La tele está plagada de reality shows. Que tienen todo de shows, claro, y nada de reality. Ya bien lo dijo Schroedinger: el fenómeno no puede ser observado sin alterarlo. Si el observador altera el devenir de una simple partícula, cuánto más alterará la cámara la interacción entre seres humanos. Personas que, encima, son evidentemente dadas a la exhibición. La televisión verdad es, por definición, mentira. Un equipo que filma a un grupo de primadonnas que saben que los están filmando, que siguen un libreto, y que pueblan al programa con sus tics y sus lugares comunes.
La televisión verdad se ha hecho con la televisión.
Desde los invencibles policías, hasta los incansables médicos, pasando por las
hermosas modelos, los acaudalados inversores y los espléndidos sobrevivientes.
La ficción ha cedido el espacio a la hiperficción. El llamado chivo, la publicidad dentro del
programa, se ha fagocitado al programa. El edificio transformándose en andamio,
y nosotros mirando, inmóviles por el asombro.
El televidente consume el mensaje predigerido. Se le indica clarito clarito lo que debe creer, admirar, buscar. No hay espacio para la razón. No hay distancia entre programa e idea. No hay más disimulo. Quién me iba a decir a mí que algún día iba a echarlo en falta.
Hasta ahora me callé la boca, pero esto ha pasado
de castaño oscuro. El pináculo de la televisión verdad: un hombre joven y gordo
asesinado lentamente por su madre, con su canción de pan, mostaza y helados. Tiene
algunas décadas ya, pero seguro que recuerdan aquella película con Nicholas
Cage, ya de peluquín, siguiendo el rastro de un snuff: la documentación fehaciente del momento en que un ser humano
es efectiva y físicamente llevado a la muerte, por uno o varios de sus
congéneres. Por supuesto, el snuff se
presenta como la encarnación del mal. Como la expresión física de lo más feo, inhumano,
injusto y deplorable. El muchachito, en su desazón, se acomoda la parruqueta y pregunta:
“Por qué hizo eso?”. Y la respuesta, profunda y ambigua como debe ser, se
limita a “Porque podía”. Todos nos vamos a casa apesadumbrados de que exista el
mal, y contentos de que no nos toque.
Para nuestro pesar, el mal extremo requiere de
anonimato. Si se puede identificar, ya perdió mucha cafeína. La verdadera
fuerza de la caracterización del mal hecha en 8 Milímetros está en que el señor que encarga el asesinato y su
filmación es un encumbrado filántropo.
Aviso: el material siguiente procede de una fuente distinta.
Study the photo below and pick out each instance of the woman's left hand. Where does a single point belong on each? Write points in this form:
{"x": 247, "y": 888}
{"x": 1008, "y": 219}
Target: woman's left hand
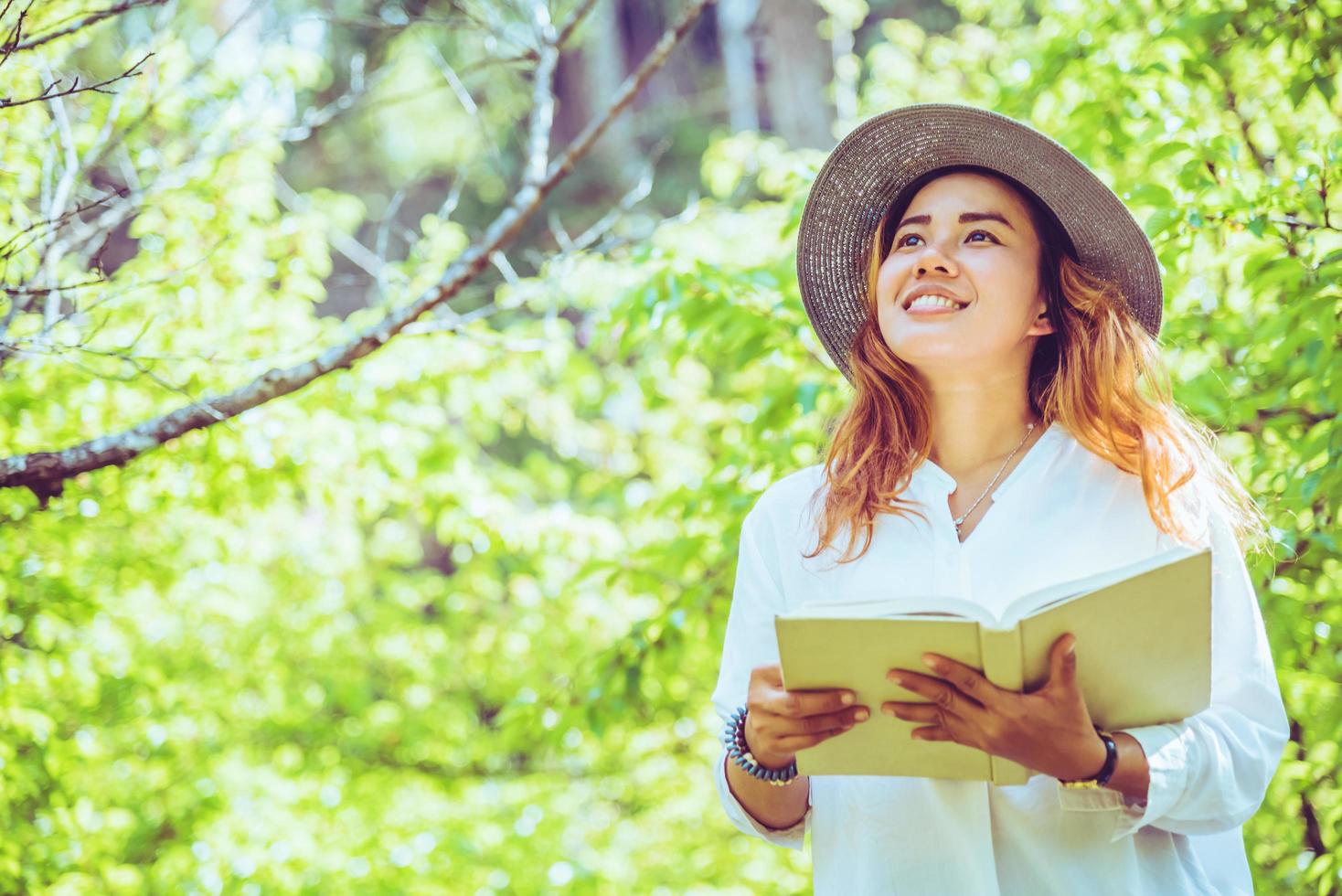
{"x": 1047, "y": 730}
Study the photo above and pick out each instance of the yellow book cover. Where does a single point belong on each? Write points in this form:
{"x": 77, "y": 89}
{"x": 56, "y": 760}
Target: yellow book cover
{"x": 1146, "y": 631}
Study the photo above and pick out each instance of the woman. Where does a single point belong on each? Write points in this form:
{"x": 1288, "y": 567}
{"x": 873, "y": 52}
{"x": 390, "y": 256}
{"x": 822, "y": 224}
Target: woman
{"x": 996, "y": 309}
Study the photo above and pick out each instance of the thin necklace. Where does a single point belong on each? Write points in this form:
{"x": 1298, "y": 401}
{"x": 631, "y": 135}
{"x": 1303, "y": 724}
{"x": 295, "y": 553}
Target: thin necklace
{"x": 961, "y": 519}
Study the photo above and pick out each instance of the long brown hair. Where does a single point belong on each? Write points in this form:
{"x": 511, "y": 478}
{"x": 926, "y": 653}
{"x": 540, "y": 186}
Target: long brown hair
{"x": 1089, "y": 375}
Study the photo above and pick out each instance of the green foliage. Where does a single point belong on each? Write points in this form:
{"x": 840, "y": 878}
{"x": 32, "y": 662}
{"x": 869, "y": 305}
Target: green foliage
{"x": 449, "y": 621}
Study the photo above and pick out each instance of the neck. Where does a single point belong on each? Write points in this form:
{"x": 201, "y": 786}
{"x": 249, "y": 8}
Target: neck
{"x": 975, "y": 430}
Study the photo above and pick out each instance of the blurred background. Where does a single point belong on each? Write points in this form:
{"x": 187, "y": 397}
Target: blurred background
{"x": 384, "y": 382}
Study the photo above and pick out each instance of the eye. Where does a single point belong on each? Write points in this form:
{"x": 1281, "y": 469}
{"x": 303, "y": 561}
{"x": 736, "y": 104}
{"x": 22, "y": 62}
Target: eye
{"x": 900, "y": 243}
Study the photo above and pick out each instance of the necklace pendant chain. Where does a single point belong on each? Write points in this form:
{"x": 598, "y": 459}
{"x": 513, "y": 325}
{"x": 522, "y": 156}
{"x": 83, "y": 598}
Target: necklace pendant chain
{"x": 965, "y": 516}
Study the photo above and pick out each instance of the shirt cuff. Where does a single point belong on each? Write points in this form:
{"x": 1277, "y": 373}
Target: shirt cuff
{"x": 791, "y": 837}
{"x": 1167, "y": 760}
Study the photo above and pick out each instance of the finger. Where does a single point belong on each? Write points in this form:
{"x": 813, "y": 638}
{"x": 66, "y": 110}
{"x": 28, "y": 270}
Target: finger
{"x": 937, "y": 691}
{"x": 966, "y": 679}
{"x": 803, "y": 703}
{"x": 1061, "y": 661}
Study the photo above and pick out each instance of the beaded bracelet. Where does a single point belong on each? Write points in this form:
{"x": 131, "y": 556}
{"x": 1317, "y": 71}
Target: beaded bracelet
{"x": 734, "y": 738}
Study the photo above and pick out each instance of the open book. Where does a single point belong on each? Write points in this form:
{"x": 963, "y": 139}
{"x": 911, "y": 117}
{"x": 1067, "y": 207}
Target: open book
{"x": 1144, "y": 656}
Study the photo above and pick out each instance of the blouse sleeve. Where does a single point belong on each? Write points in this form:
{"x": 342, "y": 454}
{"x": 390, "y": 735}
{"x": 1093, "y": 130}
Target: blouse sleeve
{"x": 1209, "y": 773}
{"x": 751, "y": 641}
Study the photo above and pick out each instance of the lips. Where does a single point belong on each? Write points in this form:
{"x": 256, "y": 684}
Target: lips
{"x": 918, "y": 292}
{"x": 918, "y": 306}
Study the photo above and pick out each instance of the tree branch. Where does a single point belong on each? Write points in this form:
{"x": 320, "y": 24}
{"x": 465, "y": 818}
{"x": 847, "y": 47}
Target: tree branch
{"x": 45, "y": 473}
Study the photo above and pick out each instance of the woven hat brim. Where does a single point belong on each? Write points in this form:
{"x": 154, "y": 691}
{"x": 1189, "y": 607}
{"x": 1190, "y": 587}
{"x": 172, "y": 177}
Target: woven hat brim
{"x": 882, "y": 155}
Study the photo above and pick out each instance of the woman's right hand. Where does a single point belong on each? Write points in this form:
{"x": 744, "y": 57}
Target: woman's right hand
{"x": 780, "y": 722}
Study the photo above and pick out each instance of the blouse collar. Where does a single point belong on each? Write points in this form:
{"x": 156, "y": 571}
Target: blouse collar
{"x": 941, "y": 483}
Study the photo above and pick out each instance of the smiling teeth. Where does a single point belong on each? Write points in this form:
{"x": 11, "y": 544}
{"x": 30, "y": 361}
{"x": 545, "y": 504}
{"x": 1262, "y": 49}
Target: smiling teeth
{"x": 932, "y": 301}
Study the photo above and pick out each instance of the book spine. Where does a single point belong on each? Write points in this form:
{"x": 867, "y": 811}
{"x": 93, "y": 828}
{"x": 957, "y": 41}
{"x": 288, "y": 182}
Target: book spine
{"x": 1004, "y": 666}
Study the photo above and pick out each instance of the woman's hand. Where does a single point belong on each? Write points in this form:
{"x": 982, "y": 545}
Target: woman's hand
{"x": 782, "y": 722}
{"x": 1047, "y": 730}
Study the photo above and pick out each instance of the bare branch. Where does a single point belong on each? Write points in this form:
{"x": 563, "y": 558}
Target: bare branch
{"x": 45, "y": 473}
{"x": 73, "y": 89}
{"x": 17, "y": 46}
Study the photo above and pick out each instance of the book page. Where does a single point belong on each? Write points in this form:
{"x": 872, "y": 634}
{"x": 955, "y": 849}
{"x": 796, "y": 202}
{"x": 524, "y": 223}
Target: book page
{"x": 892, "y": 608}
{"x": 1054, "y": 594}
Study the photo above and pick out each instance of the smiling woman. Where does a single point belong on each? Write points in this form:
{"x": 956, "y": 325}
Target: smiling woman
{"x": 1011, "y": 428}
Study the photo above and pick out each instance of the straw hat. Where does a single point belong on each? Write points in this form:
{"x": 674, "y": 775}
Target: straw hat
{"x": 871, "y": 168}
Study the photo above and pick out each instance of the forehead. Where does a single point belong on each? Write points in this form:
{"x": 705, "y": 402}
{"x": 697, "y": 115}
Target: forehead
{"x": 974, "y": 191}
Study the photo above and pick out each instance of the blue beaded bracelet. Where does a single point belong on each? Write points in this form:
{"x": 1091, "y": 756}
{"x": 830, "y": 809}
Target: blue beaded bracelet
{"x": 734, "y": 738}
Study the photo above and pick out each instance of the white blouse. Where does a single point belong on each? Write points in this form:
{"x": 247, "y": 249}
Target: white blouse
{"x": 1060, "y": 514}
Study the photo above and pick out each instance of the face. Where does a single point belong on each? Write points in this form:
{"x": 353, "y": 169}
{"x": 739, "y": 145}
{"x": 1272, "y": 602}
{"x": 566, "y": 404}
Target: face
{"x": 988, "y": 264}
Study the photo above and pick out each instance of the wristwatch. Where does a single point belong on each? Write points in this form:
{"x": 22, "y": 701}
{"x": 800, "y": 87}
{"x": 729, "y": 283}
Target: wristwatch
{"x": 1102, "y": 777}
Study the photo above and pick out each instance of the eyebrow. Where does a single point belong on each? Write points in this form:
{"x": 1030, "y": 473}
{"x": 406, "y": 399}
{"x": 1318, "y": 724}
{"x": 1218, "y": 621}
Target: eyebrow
{"x": 964, "y": 219}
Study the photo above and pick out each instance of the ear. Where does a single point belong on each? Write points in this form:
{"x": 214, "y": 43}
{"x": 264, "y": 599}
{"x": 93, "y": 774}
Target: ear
{"x": 1041, "y": 325}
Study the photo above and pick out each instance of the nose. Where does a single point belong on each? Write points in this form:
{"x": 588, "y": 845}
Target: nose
{"x": 934, "y": 259}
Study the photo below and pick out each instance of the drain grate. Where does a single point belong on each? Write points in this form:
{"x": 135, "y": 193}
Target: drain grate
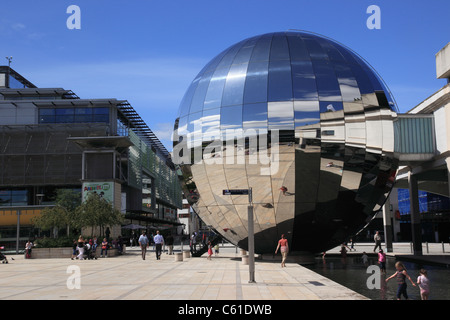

Pero el mal en sí mismo se desarrolla en
lugares sórdidos y apartados, en escenarios típicos del mal, y separados de
nosotros, los buenos. El mal está en su corral. Los buenos con los buenos, los
malos con los malos.
Qué utilidad tiene para el diablo circular enorme, rojo, de larga cola en punta, oliendo a azufre y con el pincho? Si quiere ser efectivo,
el diablo se mezcla con los buenos, y del todo. No te deja pistas, como en las
películas. Se esconde por completo. Se dedica al reality show.
En principio parecería una empresa rayana en lo imposible. Tomar
un ser humano ya sobredimensionado, de unos 150 quilos, y triplicarle con
creces el peso. Incorporar al sistema corporal de una persona 350 quilos. A
priori, no resulta imaginable. Si no hubiera como hay, asombrosamente, personas
de 500 quilos, me da por pensar que tal dimensión en un miembro de nuestra
especie no sería siquiera imaginable. Pensémoslo con otros animales. Pensemos
en un gato doméstico, que pesara 200 quilos. No. De ninguna manera.
Seguramente la señora ató cabos, más o menos conscientemente. El hijo ya pesaba 160 quilos, y el mexicano aquél ya había hecho furor con su cama camioneta y sus bailes colgado de los barrotes superiores. Un cortito paseo por Google pudo perfectamente ponerla en el camino de la clínica de Nardjian, o viceversa.